Talvez, graças a Deschamps, o meme sobre o ditador Mbappé não afetou a atual seleção francesa, e até o contrário. A equipe cooperava, e o próprio Deschamps, brincando, se curvava a Mbappé quando o substituiu após o doblete contra a Suécia.

Isso não foi apenas divertido e fofo, foi um sinal: eu sou um de vocês.

Sabe perdoar e ficar em segundo plano

A envergadura da personalidade de Deschamps é tão grande que ele não precisa se afirmar às custas de pequenas mágoas.

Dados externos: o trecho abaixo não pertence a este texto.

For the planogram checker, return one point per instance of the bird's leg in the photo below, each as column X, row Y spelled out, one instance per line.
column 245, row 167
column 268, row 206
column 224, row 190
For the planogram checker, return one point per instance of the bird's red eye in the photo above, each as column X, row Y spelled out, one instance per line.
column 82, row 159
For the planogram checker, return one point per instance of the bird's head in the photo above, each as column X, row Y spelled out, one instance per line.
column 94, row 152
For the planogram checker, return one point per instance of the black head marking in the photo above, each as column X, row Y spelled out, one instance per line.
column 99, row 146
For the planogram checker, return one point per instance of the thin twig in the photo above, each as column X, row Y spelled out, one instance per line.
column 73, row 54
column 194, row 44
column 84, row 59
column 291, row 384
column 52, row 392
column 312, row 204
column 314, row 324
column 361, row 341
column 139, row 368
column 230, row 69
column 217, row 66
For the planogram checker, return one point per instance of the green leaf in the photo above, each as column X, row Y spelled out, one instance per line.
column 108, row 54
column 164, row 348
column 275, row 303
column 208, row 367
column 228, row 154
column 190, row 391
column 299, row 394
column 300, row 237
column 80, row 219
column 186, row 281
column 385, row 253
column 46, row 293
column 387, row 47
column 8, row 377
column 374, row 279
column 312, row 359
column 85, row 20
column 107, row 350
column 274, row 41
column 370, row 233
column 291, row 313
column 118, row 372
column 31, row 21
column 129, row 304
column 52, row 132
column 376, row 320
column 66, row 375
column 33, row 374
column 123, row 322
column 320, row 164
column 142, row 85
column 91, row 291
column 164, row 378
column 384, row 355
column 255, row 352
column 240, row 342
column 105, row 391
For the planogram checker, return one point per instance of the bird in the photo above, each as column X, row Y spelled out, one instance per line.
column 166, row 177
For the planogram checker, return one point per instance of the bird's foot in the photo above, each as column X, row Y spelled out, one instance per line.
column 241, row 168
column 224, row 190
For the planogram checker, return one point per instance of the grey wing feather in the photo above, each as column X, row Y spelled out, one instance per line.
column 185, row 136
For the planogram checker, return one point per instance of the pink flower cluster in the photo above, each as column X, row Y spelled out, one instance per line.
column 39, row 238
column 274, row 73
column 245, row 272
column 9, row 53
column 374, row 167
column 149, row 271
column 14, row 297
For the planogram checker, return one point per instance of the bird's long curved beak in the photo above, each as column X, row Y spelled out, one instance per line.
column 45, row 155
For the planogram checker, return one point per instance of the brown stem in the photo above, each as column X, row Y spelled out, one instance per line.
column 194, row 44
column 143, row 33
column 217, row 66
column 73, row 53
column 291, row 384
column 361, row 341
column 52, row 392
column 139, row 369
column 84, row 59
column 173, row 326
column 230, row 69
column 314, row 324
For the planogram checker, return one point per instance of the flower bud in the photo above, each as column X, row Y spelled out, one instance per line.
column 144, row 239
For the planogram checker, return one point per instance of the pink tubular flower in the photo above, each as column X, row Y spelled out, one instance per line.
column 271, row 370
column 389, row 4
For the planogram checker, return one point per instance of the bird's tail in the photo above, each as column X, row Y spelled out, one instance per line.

André-Pierre Gignac gritou com Deschamps no vestiário do “Marseille” em 2011, e cinco anos depois entrou como substituto na final da Euro em casa pela seleção francesa. Histórias semelhantes aconteceram com Dimitri Payet (reclamou do técnico na mídia), Adrien Rabiot (recusou-se a viajar para a Copa do Mundo de 2018 por e-mail – para não ficar no banco de reservas) e Karim Benzema (ficou chateado por não ser convocado para a seleção devido ao escândalo do vídeo de Valbuena e criticou o técnico).

Cada um deles recebeu uma nova chance depois. Rabiot ainda está na seleção.

Deschamps tem uma sensibilidade aguçada para os jogadores e o clima da partida – por isso, ele se afastou quando Paul Pogba fez aquele discurso no intervalo contra a Argentina (1:1, que depois virou 4:3) nas oitavas de final da Copa do Mundo de 2018.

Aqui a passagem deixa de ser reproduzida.